Thank you for reading,

Sheri

 

 

42872978_10160515421105538_6338006586425868288_o

Father’s Day and Baby Loss

Father’s Day and Baby Loss

By Tara Shafer

If women feel alone in grief following the loss of a pregnancy or infant, the solitude of the father is both palpable and largely unacknowledged.  “Helping Men with the Trauma of Miscarriage,” published in Psychotherapy: Theory, Research, Practice, Training in 2010, Mark Kiselica, Ph.D, and Martha Rinehart, PhD examined the issue of men following baby loss and concluded that the fathers’ grief was often dismissed by others. In “Psychological Impact of Stillbirth on Fathers in the Subsequent Pregnancy and Puerperium,” researchers found that following a stillbirth, men had elevated rates of anxiety and were at heightened risk for PTSD, in much the same way as their female counterparts.  Many fathers report wishing that they had had more and better access to care.

Speaking in broad generalities, there are a number of factors that may influence how men seek support in grief and which conspire against them. In a medical setting, for example, the health care is administered to the woman, reinforcing the outmoded notion that men are necessarily peripheral to pregnancy. Instead they are relegated to the distancing effect of phones, forced to make arrangements, and “be supportive.”

But wait. Men are now expected to be far more involved in the day-to-day of childrearing. The expectation that Dad will be absent from the delivery room, opting instead to hand out cigars in the waiting room like Don Draper, now seems patently ridiculous.  The role of fathers has shifted over time. This raises the question: why not allow men emotional space in pregnancy, as well as companion grief in loss?  While there is no one way to experience loss, and the spectrum of grief is complex, these men would do well to receive support as they navigate and define their own experience.  It is a mistake to paint the masculine experience of loss with one broad stroke.  This costs more than we know.

The assumption that men are peripheral to pregnancy may unravel rapidly, especially in situations of loss. We have all heard it said that a woman becomes a mother when she discovers she is pregnant and a man becomes a father when he holds his baby.  I am not convinced that either one of these sayings is really all that true, but if it is said enough times one grows complacent and believes some version of this.

Until.  In an instant everything is gone.
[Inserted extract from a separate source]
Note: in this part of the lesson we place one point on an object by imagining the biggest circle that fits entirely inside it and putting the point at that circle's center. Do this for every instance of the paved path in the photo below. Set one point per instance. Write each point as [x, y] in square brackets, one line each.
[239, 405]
Writes Return To Zero writer/director Sean Hanish, whose son was stillborn in 2005,  “As a husband, a partner, a man you are a passenger on the pregnancy express. You can look out the window and watch the scenery go by, her belly grow, her skin glow, and if you’re lucky, catch your baby’s elbow as it presses against her belly like the dorsal fin of some alien sea creature making it more real for you. But you’re not the engineer. When the crash comes you are struggling with your own emotions, grief and loss, desolation and depression, and watching as your wife, your partner, your life jumps the tracks. Twisting metal tumbling out of control in slow motion. Prepare for impact.”

I am reminded of a day several weeks or months after our loss when Gavin came home. He remarked that a lot of people were asking how I was.  We always took this beautiful gesture of concern in the spirit it was given and were, in fact, deeply appreciative of these questions. But we did laugh ruefully (and just a little) at how frequently Gavin was inadvertently left out of the equation, the expressions of concern.

On our website, Reconceiving Loss (www.reconceivingloss.com (link is external)) we collect the stories of loss for the Return To Zero Project. This archive reflects, in part, the lonely experience of men. Artist Louis Hemmings created a video, Goodbye, Au Revoir, Slan that shows the loss of his daughter decades ago through the eyes of his young son. Other fathers have lent their experience to the archive and their words reveal a well of sadness and loss.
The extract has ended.